Since $A^3-2A-I=0$ , any eigenvalue of $A$ satisfies
$$\lambda^3-2\lambda-1=0 \Rightarrow \lambda=-1, \frac{1 \pm \sqrt{5}}{2}$$
Let $\lambda_{1,2,3}$ be the eigenvalues of $A$. Then
$$tr(A^T)=tr(A^2-I) \Rightarrow
\lambda_1+\lambda_2+\lambda_3 = \lambda_1^2+\lambda_2^2+\lambda_3^2-3 \\
\Rightarrow \sum_{j=1}^3(\lambda_j^2 -\lambda_j -1) =0 \qquad (*)$$
Note that $\lambda= \frac{1 \pm \sqrt{5}}{2}$ satisfy $\lambda^2 -\lambda-1=0$, while $\lambda=-1$ satisfies $\lambda^2 -\lambda-1>0$
It follows from $(*)$ that $-1$ is NOT an eigenvalue of $A$.
Therefore, the minimal polynomial of $A$ is
$$\mu_A(x)=(x- \frac{1 +\sqrt{5}}{2})^\alpha (x- \frac{1 -\sqrt{5}}{2})^\beta$$
Moreover, since $A^3-2A-I=0$ we have $\mu_A(x) | X^3-2X-1$ and hence $\alpha, \beta \leq 1$.

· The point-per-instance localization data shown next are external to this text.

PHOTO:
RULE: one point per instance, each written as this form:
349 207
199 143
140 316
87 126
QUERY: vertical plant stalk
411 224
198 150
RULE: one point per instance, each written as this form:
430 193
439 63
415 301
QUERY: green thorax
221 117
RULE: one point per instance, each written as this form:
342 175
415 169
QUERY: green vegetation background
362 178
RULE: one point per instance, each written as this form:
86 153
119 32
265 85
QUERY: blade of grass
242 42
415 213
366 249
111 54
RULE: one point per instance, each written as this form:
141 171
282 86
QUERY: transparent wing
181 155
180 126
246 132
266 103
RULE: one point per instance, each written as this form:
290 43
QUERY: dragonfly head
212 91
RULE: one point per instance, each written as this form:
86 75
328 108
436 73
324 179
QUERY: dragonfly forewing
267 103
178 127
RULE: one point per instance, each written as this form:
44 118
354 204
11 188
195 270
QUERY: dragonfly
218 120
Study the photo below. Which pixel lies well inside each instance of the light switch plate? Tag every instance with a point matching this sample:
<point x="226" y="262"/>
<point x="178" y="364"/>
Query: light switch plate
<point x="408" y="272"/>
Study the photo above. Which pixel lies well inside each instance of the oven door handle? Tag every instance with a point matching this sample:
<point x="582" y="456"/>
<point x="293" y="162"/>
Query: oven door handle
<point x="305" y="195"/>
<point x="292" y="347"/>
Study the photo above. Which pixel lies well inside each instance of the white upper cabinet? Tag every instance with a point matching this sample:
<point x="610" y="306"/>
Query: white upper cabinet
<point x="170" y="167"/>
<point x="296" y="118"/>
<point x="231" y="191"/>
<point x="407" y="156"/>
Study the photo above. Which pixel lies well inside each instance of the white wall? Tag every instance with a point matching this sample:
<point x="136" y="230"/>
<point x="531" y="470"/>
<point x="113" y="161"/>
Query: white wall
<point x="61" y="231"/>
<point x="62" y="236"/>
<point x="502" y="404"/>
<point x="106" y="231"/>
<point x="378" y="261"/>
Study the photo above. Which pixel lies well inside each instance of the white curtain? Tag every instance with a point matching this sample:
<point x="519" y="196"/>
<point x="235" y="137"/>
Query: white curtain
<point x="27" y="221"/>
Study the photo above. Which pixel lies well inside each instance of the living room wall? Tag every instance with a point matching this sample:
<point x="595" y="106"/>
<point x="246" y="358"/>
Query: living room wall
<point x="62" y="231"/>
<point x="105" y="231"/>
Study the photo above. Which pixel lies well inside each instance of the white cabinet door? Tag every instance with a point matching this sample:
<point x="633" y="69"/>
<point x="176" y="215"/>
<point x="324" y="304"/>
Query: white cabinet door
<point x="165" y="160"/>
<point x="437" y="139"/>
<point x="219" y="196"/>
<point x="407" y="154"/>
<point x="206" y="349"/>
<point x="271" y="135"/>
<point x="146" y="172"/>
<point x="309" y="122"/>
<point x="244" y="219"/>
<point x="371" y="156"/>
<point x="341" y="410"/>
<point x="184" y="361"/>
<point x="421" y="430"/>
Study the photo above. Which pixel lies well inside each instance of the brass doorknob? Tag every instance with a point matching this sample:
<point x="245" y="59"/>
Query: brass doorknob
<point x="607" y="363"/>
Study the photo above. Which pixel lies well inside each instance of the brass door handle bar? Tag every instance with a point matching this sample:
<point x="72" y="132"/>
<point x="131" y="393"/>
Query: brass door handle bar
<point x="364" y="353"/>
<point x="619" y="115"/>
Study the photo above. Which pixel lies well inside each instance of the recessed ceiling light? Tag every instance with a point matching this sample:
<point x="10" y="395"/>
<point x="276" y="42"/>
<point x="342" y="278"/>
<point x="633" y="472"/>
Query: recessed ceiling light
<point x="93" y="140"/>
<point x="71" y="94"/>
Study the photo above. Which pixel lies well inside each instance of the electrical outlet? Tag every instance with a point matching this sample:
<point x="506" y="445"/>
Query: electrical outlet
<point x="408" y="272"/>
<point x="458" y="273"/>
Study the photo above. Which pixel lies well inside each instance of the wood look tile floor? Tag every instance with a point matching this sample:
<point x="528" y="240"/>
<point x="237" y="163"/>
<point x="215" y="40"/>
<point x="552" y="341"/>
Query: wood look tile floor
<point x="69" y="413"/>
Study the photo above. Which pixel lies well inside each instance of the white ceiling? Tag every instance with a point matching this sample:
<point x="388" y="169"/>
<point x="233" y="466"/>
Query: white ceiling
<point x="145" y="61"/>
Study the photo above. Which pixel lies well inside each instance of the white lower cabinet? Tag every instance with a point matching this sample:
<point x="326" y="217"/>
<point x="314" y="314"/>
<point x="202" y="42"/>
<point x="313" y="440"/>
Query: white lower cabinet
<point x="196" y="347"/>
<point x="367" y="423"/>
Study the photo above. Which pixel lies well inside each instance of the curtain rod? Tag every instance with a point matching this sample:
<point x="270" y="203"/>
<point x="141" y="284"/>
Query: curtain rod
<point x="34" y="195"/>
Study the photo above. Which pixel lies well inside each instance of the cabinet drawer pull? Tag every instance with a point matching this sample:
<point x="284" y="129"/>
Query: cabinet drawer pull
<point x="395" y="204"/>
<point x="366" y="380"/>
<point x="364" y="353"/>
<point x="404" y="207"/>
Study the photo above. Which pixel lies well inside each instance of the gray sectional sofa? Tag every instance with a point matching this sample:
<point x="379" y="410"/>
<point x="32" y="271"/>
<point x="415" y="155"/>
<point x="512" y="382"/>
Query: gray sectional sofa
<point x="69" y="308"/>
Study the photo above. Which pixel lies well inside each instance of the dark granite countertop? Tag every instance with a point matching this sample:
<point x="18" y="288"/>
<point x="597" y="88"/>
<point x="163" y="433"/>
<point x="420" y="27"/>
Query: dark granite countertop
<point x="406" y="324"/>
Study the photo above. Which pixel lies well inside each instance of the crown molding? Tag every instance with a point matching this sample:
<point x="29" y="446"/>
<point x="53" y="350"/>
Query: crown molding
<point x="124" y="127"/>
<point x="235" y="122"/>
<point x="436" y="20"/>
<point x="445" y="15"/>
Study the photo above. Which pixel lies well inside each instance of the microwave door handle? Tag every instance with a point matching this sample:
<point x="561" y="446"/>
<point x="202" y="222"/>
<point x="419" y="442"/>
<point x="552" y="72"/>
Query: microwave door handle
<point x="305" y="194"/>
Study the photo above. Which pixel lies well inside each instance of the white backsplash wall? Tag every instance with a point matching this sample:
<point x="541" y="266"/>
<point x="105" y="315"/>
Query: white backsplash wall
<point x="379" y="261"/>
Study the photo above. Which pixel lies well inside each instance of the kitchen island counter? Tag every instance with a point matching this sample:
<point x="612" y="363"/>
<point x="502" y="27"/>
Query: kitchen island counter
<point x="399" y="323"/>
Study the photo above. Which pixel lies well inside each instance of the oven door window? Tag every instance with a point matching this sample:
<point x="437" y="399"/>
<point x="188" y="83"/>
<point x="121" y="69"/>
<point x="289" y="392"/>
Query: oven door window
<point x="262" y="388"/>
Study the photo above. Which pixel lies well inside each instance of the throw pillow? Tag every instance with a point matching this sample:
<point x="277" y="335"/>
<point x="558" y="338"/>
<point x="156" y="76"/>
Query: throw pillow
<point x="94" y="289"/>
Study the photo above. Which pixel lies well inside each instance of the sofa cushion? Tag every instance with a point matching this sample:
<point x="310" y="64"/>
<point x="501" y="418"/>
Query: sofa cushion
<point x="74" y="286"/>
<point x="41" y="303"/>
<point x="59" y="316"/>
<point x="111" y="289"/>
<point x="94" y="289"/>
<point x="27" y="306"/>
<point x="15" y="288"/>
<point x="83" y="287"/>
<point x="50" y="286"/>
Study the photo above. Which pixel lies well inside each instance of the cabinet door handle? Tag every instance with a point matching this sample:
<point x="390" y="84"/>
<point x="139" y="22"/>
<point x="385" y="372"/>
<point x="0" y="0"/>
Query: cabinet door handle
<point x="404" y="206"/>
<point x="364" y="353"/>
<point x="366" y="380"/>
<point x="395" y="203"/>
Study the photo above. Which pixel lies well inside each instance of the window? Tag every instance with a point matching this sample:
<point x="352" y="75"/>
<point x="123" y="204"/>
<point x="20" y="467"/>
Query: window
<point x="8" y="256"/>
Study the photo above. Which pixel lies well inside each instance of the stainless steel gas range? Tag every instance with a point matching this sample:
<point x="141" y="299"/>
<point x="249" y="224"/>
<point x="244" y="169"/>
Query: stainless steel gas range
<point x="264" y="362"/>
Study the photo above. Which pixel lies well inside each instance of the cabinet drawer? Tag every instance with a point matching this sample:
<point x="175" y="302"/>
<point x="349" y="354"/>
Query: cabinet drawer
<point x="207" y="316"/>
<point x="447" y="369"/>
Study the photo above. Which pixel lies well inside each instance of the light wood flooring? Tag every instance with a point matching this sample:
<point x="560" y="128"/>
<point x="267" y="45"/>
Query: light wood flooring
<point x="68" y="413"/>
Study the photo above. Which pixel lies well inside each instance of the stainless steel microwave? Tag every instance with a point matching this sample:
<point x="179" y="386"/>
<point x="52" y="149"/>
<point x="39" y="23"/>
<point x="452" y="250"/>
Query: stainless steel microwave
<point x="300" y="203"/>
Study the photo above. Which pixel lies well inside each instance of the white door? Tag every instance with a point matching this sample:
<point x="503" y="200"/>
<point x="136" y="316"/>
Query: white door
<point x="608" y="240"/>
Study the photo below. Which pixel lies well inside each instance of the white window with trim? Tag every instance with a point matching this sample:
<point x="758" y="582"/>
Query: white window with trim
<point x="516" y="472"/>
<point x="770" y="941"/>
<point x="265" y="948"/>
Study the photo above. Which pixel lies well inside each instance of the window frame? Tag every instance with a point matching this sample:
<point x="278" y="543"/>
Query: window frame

Therefore, we have three choices left:
$$\mu_A(x)=(x- \frac{1 +\sqrt{5}}{2})\\
\mu_A(x)= (x- \frac{1 -\sqrt{5}}{2})\\
\mu_A(x)=(x- \frac{1 +\sqrt{5}}{2}) (x- \frac{1 -\sqrt{5}}{2})$$
The first two lead to the solutions
$$A=\lambda I \qquad \lambda= \frac{1 \pm +\sqrt{5}}{2}$$
While the last gives
$$A^2-A-I =0$$
and hence
$$A=A^T$$